Vicente Zambada, the 33-year-old son of Sinaloa-based kingpin Ismael
Zambada, was detained Wednesday in a well-to-do section of Mexico
City during a joint operation between the army and federal agents.

Federal authorities described the arrest as an important blow against
the alliance of Sinaloa-based traffickers headed by Joaquin "El
Chapo" Guzman Loera, who is Mexico's most-wanted fugitive.

"With the arrest of Vicente Zambada Niebla, 'El Vicentillo,' the
Guzman Loera organization's ability to operate and move drugs is
significantly affected," the military said in a statement. The army
said he had ordered the killings of police and rivals.

Officials said the younger Zambada was designated by his father to
oversee operations, logistics and security, putting him among the top
leaders of Guzman's group, the so-called Sinaloa cartel.

Vicente Zambada is the latest member of the family captured during
President Felipe Calderon's two-year-old crackdown on drug traffickers.

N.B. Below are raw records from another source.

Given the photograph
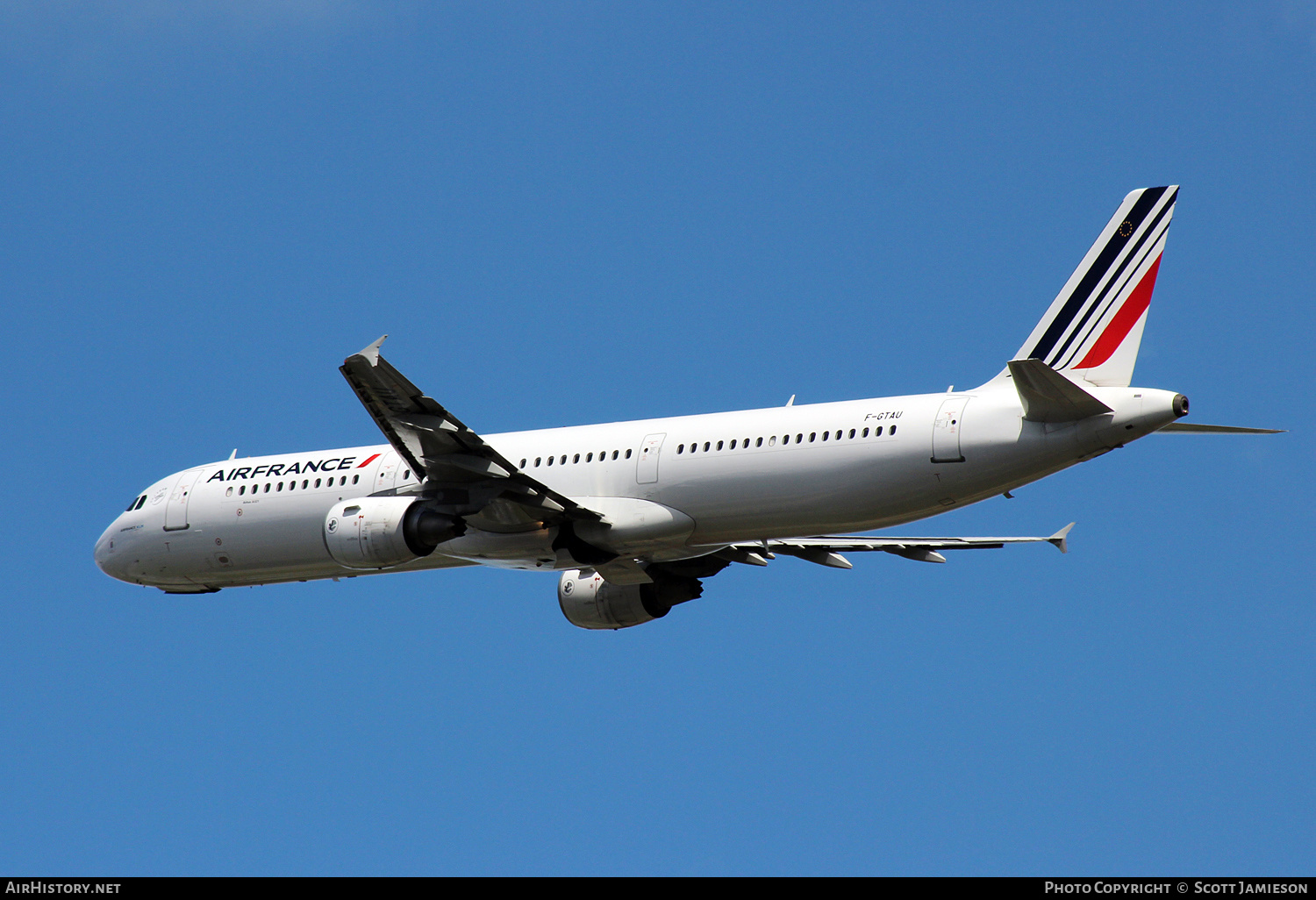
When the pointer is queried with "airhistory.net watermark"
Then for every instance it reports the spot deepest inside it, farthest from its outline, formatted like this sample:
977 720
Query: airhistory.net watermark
1174 887
37 886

In October, police arrested Ismael Zambada's brother, Jesus, who
allegedly headed the group's operations in central Mexico.
Authorities said he oversaw smuggling of cocaine and chemical
ingredients for making methamphetamine through Mexico City's airport.

The army-led offensive has roiled Mexico's drug-trafficking world,
stoking turf fights between gangs that have killed more than 7,000
people over the past 15 months. During the arrest of Vicente Zambada,
authorities seized three AR-15 rifles, three .38 Super pistols, three
cars and nearly $5,000 in Mexican pesos and U.S. dollars.